This reminds me of a comment by Cass Everitt, one of the authors of the original azdo presentation:
More parts are likely to become programmable over time, but for both power and performance, there’s also a desire to consolidate common idioms back into fixed-function hardware. The trend isn’t monotonic.
I will add: while it’s true that doing things in hardware profits mainly by eliminating dispatch, it is important not to minimise that. Dispatch is probably second only to memory as the primary bottleneck for most programs.
It’s definitely not monotonic, historically it’s been a pendulum:
Thing X becomes possible in software but too slow.
Dedicated hardware appears that makes X fast.
General-purpose cores become fast enough that you can do X in software, with more flexibility.
Thing X becomes a large fraction of the total work done on a CPU.
Dedicated hardware appears to do X more efficiently.
This often then repeats from step 3. A few variations include ‘thing X is superceded by thing Y, dedicated hardware goes away’ and ‘thing X is sufficiently similar to things Y and Z that you can have instructions that accelerate all three and are cheaper than the dedicated hardware for X’. For crypto it’s particularly interesting. Most modern ISAs have instructions for AES not because they’re particularly fast (vectorised software AES is already very fast) but because they are not vulnerable to timing side channels and it’s hard to write a software implementation with this property (at least, a fast one).
There’s one other reason for doing things in hardware: atomicity. CHERI provides bounds checks, which are simply a case of removing dispatch overhead (every load / store does bounds checks, no extra instructions, no extra rename registers, just some ALUs off to the side in the load-store pipeline). You can do that part purely in software (Apple’s Firebloom does). It also gives pointer provenance, which requires associating a metadata bit with the data to differentiate between capabilities (pointers) and other data. You can do that part fairly easily in software for a single-threaded environment. Once you add multiple threads, it’s hard. You need to ensure that every data store atomically zeroes the tag bit and any capability store propagates the tag bit from the in-register value. This is something that’s very difficult to assemble from simpler building blocks.

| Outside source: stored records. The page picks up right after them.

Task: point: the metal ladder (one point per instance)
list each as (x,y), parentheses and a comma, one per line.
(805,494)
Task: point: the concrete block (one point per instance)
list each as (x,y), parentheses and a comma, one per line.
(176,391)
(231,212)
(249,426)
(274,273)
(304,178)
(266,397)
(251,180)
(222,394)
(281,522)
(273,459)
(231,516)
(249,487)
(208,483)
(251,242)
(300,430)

Trust is another axis. Everything above the hardware trusts the hardware. Some of it doesn’t trust anything else. You can use software fault isolation to build a process-like abstraction but that puts (at least part of) the compiler in your TCB and requires that everything that you run be built with a trusted compiler. Or you can provide an MMU in the hardware. The MMU is a bit faster than SFI, but not that much (a few percent), and it’s not clear what a fair comparison of an MMU versus a CPU with no MMU running SFI code would look like (with the die area used for the TLB and page-table walker given over to extra execution units) and which would win. Providing a simple security mechanism (with configurable policies) in the hardware and being able to trust that it is unconditionally enforced irrespective of what software is running is very useful.
This reminds me of a comment by Cass Everitt, one of the authors of the original azdo presentation:
I will add: while it’s true that doing things in hardware profits mainly by eliminating dispatch, it is important not to minimise that. Dispatch is probably second only to memory as the primary bottleneck for most programs.

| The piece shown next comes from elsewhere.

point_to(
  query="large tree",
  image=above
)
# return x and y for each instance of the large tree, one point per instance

It’s definitely not monotonic, historically it’s been a pendulum:
This often then repeats from step 3. A few variations include ‘thing X is superceded by thing Y, dedicated hardware goes away’ and ‘thing X is sufficiently similar to things Y and Z that you can have instructions that accelerate all three and are cheaper than the dedicated hardware for X’. For crypto it’s particularly interesting. Most modern ISAs have instructions for AES not because they’re particularly fast (vectorised software AES is already very fast) but because they are not vulnerable to timing side channels and it’s hard to write a software implementation with this property (at least, a fast one).
There’s one other reason for doing things in hardware: atomicity. CHERI provides bounds checks, which are simply a case of removing dispatch overhead (every load / store does bounds checks, no extra instructions, no extra rename registers, just some ALUs off to the side in the load-store pipeline). You can do that part purely in software (Apple’s Firebloom does). It also gives pointer provenance, which requires associating a metadata bit with the data to differentiate between capabilities (pointers) and other data. You can do that part fairly easily in software for a single-threaded environment. Once you add multiple threads, it’s hard. You need to ensure that every data store atomically zeroes the tag bit and any capability store propagates the tag bit from the in-register value. This is something that’s very difficult to assemble from simpler building blocks.

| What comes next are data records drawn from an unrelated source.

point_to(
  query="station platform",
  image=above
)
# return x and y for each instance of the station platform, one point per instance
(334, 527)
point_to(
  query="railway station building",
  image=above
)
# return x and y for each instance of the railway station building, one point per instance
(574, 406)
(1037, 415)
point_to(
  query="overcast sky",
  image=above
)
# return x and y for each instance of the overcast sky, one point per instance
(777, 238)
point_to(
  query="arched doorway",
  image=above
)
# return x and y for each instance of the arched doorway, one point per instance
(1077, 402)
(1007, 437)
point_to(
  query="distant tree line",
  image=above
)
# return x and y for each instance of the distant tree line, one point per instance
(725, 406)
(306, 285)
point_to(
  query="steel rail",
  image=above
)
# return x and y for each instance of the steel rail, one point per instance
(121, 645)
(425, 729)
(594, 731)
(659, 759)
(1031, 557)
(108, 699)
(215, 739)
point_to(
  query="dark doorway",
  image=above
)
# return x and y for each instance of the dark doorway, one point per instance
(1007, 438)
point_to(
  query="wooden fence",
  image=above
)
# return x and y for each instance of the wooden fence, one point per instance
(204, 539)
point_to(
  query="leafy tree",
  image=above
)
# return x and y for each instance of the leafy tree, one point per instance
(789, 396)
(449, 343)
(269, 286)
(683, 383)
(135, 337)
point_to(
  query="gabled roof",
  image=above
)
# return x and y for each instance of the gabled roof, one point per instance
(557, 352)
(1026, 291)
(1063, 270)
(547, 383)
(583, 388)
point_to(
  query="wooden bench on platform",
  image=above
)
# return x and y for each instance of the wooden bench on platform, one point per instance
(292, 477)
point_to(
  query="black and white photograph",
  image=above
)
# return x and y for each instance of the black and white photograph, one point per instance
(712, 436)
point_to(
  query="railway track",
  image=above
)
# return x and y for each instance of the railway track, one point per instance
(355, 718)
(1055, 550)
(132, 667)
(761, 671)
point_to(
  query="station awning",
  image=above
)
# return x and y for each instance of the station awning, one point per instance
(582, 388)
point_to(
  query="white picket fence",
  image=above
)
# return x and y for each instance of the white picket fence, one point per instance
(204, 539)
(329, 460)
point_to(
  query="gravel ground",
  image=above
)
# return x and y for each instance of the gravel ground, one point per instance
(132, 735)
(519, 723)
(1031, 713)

Trust is another axis. Everything above the hardware trusts the hardware. Some of it doesn’t trust anything else. You can use software fault isolation to build a process-like abstraction but that puts (at least part of) the compiler in your TCB and requires that everything that you run be built with a trusted compiler. Or you can provide an MMU in the hardware. The MMU is a bit faster than SFI, but not that much (a few percent), and it’s not clear what a fair comparison of an MMU versus a CPU with no MMU running SFI code would look like (with the die area used for the TLB and page-table walker given over to extra execution units) and which would win. Providing a simple security mechanism (with configurable policies) in the hardware and being able to trust that it is unconditionally enforced irrespective of what software is running is very useful.